Des barrières culturelles et sociales peuvent également limiter l'adoption des pratiques du système par les agriculteurs. Dans de nombreux cas, les agriculteurs peuvent être réticents à modifier leurs pratiques établies de gestion des ravageurs, surtout s'ils perçoivent la GIR comme une menace pour leur identité, leur autonomie ou leur statut social.

La GIR n'est pas une approche autonome mais un composant intégral des systèmes agricoles durables qui visent à optimiser l'utilisation des ressources naturelles, à améliorer les services écosystémiques et à renforcer la résilience et l'adaptabilité des agroécosystèmes. L'intégration de la GIR avec d'autres pratiques agricoles durables, telles que l'agriculture de conservation, l'agroforesterie et l'agriculture biologique, peut créer des synergies bénéfiques et des co-bénéfices qui améliorent la durabilité et l'efficacité globales des systèmes agricoles.

Les contraintes de main-d'œuvre représentent un autre défi pour l'adoption de la GIR, car le secteur agricole fait face à une pénurie croissante de main-d'œuvre et à l'augmentation des coûts de main-d'œuvre. La GIR nécessite souvent des pratiques de surveillance, de détection et de gestion plus intensives par rapport aux méthodes conventionnelles de lutte antiparasitaire. Cette demande accrue de main-d'œuvre peut constituer un obstacle important pour les producteurs qui peinent déjà à trouver et à payer des travailleurs. Un autre défi pratique réside dans les limites des biopesticides. Bien que les biopesticides soient un outil important dans la GIR, s'y fier uniquement n'est pas réalisable. Ils sont plus chers, nécessitent des doses d'application plus élevées et ont tendance à n'offrir qu'une suppression partielle des ravageurs plutôt qu'un contrôle complet.

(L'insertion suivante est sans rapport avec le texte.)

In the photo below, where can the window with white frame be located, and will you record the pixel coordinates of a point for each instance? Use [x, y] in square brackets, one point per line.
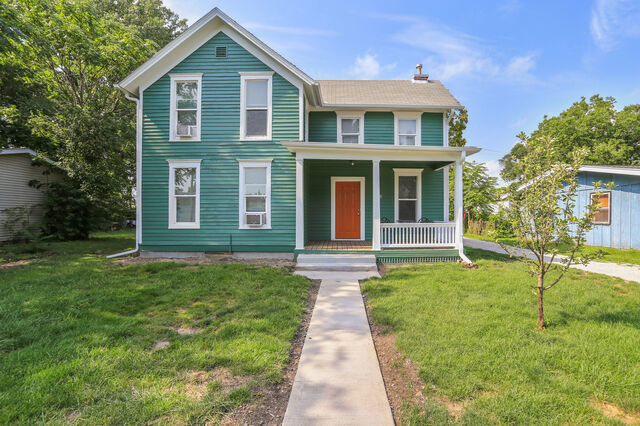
[184, 194]
[255, 194]
[407, 129]
[408, 195]
[255, 105]
[351, 128]
[186, 95]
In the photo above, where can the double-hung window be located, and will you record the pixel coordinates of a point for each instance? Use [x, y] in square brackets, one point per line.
[255, 105]
[184, 194]
[603, 217]
[407, 129]
[186, 95]
[350, 128]
[408, 195]
[255, 194]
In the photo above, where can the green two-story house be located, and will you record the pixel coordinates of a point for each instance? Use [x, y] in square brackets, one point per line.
[239, 150]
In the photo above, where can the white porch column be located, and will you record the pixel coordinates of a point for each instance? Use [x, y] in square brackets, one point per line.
[376, 205]
[458, 206]
[299, 203]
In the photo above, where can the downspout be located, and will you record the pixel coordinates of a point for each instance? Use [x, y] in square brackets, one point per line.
[138, 157]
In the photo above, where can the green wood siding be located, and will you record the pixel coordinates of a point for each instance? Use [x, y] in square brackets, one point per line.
[322, 126]
[219, 150]
[317, 191]
[378, 128]
[431, 128]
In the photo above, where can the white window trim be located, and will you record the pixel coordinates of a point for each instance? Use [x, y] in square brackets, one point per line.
[407, 116]
[335, 179]
[407, 172]
[248, 76]
[350, 115]
[243, 163]
[177, 164]
[172, 108]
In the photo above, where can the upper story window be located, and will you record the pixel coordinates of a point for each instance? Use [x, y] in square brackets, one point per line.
[255, 194]
[603, 217]
[407, 128]
[184, 194]
[255, 105]
[186, 95]
[350, 127]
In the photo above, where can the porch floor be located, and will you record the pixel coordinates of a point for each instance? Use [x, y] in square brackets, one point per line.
[339, 245]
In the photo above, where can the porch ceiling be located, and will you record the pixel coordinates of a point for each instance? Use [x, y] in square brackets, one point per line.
[335, 151]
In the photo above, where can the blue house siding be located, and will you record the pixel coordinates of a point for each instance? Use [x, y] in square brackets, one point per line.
[219, 150]
[624, 230]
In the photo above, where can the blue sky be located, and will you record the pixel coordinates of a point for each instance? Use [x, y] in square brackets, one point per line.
[509, 62]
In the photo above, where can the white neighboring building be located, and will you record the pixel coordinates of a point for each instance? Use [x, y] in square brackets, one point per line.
[16, 171]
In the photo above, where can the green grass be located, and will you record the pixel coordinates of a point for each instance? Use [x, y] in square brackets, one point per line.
[474, 337]
[608, 254]
[77, 333]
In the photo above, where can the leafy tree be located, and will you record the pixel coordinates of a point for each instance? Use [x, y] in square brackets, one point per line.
[457, 125]
[542, 214]
[479, 191]
[608, 135]
[72, 54]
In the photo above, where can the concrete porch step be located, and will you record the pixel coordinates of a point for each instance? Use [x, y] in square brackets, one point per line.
[337, 262]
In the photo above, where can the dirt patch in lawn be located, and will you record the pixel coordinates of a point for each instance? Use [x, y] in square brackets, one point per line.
[209, 259]
[15, 264]
[615, 412]
[404, 386]
[270, 402]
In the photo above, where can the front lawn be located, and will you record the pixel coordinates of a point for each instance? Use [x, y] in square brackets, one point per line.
[473, 336]
[608, 254]
[84, 339]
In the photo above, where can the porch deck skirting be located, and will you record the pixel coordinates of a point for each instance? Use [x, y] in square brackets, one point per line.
[409, 235]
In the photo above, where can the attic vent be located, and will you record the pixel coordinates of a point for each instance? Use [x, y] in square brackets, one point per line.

La GIR apparaît comme un paradigme prometteur et durable pour la protection des plantes, offrant une alternative viable à l'application excessive et indiscriminate des pesticides chimiques. En intégrant de manière synergique un large éventail de stratégies de lutte préventive, biologique, culturale et chimique, la GIR s'efforce de maintenir les populations de ravageurs en dessous des seuils économiquement nuisibles, tout en atténuant les risques pour la santé publique et l'environnement.


Références

1. Atanasov N., M. Vitanov, E. Loginova, E. Ilieva, 2005. Integrated protection of greenhouse crops from diseases and pests. Sofia–Videnov&son and PantaNeo Publishing House, 159.

2. Bogatsevska N., Y. Stancheva, H. Boteva, St. Masheva, E. Loginova, V. Harizanova, H. Samaliev, D. Hristova, D. Karadzhova, V. Nikolova, V. Aleksandrov, T. Toshkova, D. Grozdanova, 2008. Handbook for integrated pest management in vegetable crops. NSSP. Ministry of Agriculture and Forests. Sofia. 238.

3. Batz, P., Will, T., Thiel, S., Ziesche, T. M., Joachim, C. 2023. From identification to forecasting: the potential of image recognition and artificial intelligence for aphid pest monitoring. Frontiers in Plant Science, 14.

4. Dara, S. K., 2019. The new integrated pest management paradigm for the modern age. Journal of Integrated Pest Management, 10 (1), 12.

5. Kruidhof, H. M., Elmer, W. H., 2020. Cultural methods for greenhouse pest and disease management. Integrated Pest and Disease Management in Greenhouse Crops, 285– 330. 

6. Rydhmer, K., Bick, E., Still, L., Strand, A., Luciano, R., Helmreich, S., Beck, B. D., Grønne, C., Malmros, L., Poulsen, K., 2022. Automating insect monitoring using unsupervised near-infrared sensors. Sci. Rep. 12 (1), 2603.